Show that $(A^T)^T = A$, where T is the conjugate transpose of the matrix.
$$\left|\psi\right\rangle = \alpha_0\left|0\right\rangle + \alpha_1\left|1\right\rangle\; \text{and}\;\left|\phi\right\rangle = \beta_0\left|0\right\rangle + \beta_1\left|1\right\rangle$$ Show that $$\left|\psi\right\rangle \otimes \left|\phi\right\rangle = \alpha_0\beta_0\left|00\right\rangle + \alpha_0\beta_1\left|01\right\rangle + \alpha_1\beta_0\left|10\right\rangle + \alpha_1\beta_1\left|11\right\rangle$$
Any help on either of these would be very much appreciated.

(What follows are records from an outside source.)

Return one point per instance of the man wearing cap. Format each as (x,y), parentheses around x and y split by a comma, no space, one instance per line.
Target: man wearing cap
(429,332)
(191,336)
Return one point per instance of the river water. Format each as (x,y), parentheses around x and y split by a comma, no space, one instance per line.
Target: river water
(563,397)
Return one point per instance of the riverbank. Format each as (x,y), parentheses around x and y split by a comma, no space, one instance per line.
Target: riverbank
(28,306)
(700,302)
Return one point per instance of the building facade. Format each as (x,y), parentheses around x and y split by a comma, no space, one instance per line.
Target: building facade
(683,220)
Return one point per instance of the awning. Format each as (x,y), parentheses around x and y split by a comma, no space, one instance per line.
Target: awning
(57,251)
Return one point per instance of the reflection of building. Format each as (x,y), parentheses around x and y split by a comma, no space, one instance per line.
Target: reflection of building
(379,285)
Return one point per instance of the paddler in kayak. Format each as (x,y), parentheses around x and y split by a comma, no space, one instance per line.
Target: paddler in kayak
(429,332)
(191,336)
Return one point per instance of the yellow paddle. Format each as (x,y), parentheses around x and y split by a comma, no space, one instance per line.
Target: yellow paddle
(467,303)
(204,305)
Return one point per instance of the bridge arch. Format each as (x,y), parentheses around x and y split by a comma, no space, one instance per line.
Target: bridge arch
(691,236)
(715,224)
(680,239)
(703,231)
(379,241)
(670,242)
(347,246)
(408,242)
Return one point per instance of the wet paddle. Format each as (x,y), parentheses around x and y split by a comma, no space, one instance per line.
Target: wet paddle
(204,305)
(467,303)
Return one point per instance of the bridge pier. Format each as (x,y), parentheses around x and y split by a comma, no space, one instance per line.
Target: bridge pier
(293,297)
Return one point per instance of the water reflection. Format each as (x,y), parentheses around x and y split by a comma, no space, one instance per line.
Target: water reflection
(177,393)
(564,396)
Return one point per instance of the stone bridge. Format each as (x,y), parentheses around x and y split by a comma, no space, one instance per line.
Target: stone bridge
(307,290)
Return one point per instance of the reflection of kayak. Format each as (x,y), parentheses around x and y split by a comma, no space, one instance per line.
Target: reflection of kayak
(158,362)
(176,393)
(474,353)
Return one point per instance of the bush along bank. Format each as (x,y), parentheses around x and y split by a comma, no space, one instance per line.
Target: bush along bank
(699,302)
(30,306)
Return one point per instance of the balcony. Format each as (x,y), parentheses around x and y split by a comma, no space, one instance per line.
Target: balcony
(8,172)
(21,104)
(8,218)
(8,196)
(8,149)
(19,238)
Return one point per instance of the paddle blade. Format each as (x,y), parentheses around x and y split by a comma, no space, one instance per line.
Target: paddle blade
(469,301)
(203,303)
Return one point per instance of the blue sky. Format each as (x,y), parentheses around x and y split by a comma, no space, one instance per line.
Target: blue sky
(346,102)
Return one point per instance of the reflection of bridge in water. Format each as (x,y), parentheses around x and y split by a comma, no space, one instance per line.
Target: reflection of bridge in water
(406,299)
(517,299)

For the second one, you might be getting tripped up with notation. Note that $|00\rangle = |0\rangle\otimes|0\rangle$, $|01\rangle = |0\rangle\otimes|1\rangle$ and likewise for the others. Does this clear it up for you?
For the first one, we often define $A^T$ (conjugate transpose) by $\langle\psi, A\phi\rangle = \langle A^T\psi,\phi\rangle$. From this, how would we define $(A^T)^T$? (There are one or two more steps after this.)